Lisa at b’gifted had the idea of compiling 5 “things” that matter most to you. When you look around your home, pick out what you feel is most important. It was pretty rewarding to pull together 5 “things” that matter most to me. Especially as we get more materialistic with the latest technology and trends, it’s important to think about what really matters, even when it comes to “things”.
- Letters from War
Perhaps my most important possession is a wood chest full of letters my Grandfather wrote during World War II. He wrote dozens of notes that give a fascinating glimpse into his time in Europe. While some are letters he clearly wrote just to pass the time, others describe his visit to see his brother’s grave in France, or his travels after the war to some of the most beautiful places in Europe. I’ve spent days reading these letters, and I still have more to go.
- The Family Cabin
My dream for years has been to have a family cabin in the Alleghenies. When my grandmother recently passed away, my cousin and I spent hours going through old family pictures and papers spanning more than 120 years. One of our discoveries was pictures and a deed for a family cabin that was sold in the 1950’s. I hope this cabin still exists somewhere in Forest County… and I plan on finding out.

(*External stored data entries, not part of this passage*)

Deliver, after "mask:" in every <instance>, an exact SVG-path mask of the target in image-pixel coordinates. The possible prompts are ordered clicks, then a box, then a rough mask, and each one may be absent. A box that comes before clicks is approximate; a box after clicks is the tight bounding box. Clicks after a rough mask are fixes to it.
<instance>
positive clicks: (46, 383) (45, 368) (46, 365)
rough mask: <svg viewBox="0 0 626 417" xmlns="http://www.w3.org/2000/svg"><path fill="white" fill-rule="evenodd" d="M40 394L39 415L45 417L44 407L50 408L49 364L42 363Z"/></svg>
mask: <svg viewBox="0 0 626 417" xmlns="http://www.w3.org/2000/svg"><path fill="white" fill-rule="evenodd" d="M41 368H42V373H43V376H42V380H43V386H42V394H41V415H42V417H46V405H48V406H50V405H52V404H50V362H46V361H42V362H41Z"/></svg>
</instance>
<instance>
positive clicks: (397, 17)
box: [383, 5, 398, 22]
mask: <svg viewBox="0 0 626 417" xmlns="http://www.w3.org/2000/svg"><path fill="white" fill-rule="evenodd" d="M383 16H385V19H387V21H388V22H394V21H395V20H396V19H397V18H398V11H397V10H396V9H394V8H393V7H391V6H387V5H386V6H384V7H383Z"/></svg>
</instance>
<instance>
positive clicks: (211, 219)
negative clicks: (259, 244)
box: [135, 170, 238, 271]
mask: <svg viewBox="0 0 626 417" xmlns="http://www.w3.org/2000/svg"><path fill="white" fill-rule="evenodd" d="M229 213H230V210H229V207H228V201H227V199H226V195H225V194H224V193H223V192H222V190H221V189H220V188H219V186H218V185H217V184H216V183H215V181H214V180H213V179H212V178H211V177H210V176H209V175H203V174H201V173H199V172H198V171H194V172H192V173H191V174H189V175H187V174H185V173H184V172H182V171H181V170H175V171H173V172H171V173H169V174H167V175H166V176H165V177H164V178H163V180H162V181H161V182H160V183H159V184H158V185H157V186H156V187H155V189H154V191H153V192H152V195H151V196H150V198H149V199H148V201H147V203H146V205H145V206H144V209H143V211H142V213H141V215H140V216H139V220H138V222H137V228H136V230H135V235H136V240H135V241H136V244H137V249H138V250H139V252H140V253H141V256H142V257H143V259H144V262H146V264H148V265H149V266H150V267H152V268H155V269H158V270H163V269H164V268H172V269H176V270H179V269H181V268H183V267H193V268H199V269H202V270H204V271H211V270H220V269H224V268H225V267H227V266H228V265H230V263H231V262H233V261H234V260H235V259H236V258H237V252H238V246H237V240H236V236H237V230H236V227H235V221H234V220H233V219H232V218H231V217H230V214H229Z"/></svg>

- Grampy’s childhood bible
My other grandfather had a pocket bible that he wrote his name in when he was 8 years old, in 1935. Leather-bound and well used, I can picture him as a child carrying this everywhere he went.
- From Africa
In 2003 I took a mission trip to Africa that changed my life. I met some of the most incredibly genuine people, and many of them are still my friends today. At Victoria Falls in Zimbabwe, I had the chance to buy souvenirs from the trip. My favorite is a sable horn (type of antelope), with Africa’s “big 5” animals hand-carved into it. I’m told the horn was naturally shed, so I choose to believe that. If you ever get a chance to go to Africa, DO NOT pass it up.
- Antique book with Grove City ties
I love history and I love old books. The Tragedy of Paotingfu was an exciting find for me. Written by Grove City College founder, Isaac Ketler, it’s a true story about his niece and family who where missionaries from Grove City. They were a few of the 200 missionaries killed during the Boxer Rebellion, which was an uprising in China from 1899-1901. While the content is quite dark, I love having an old book that isn’t just for show.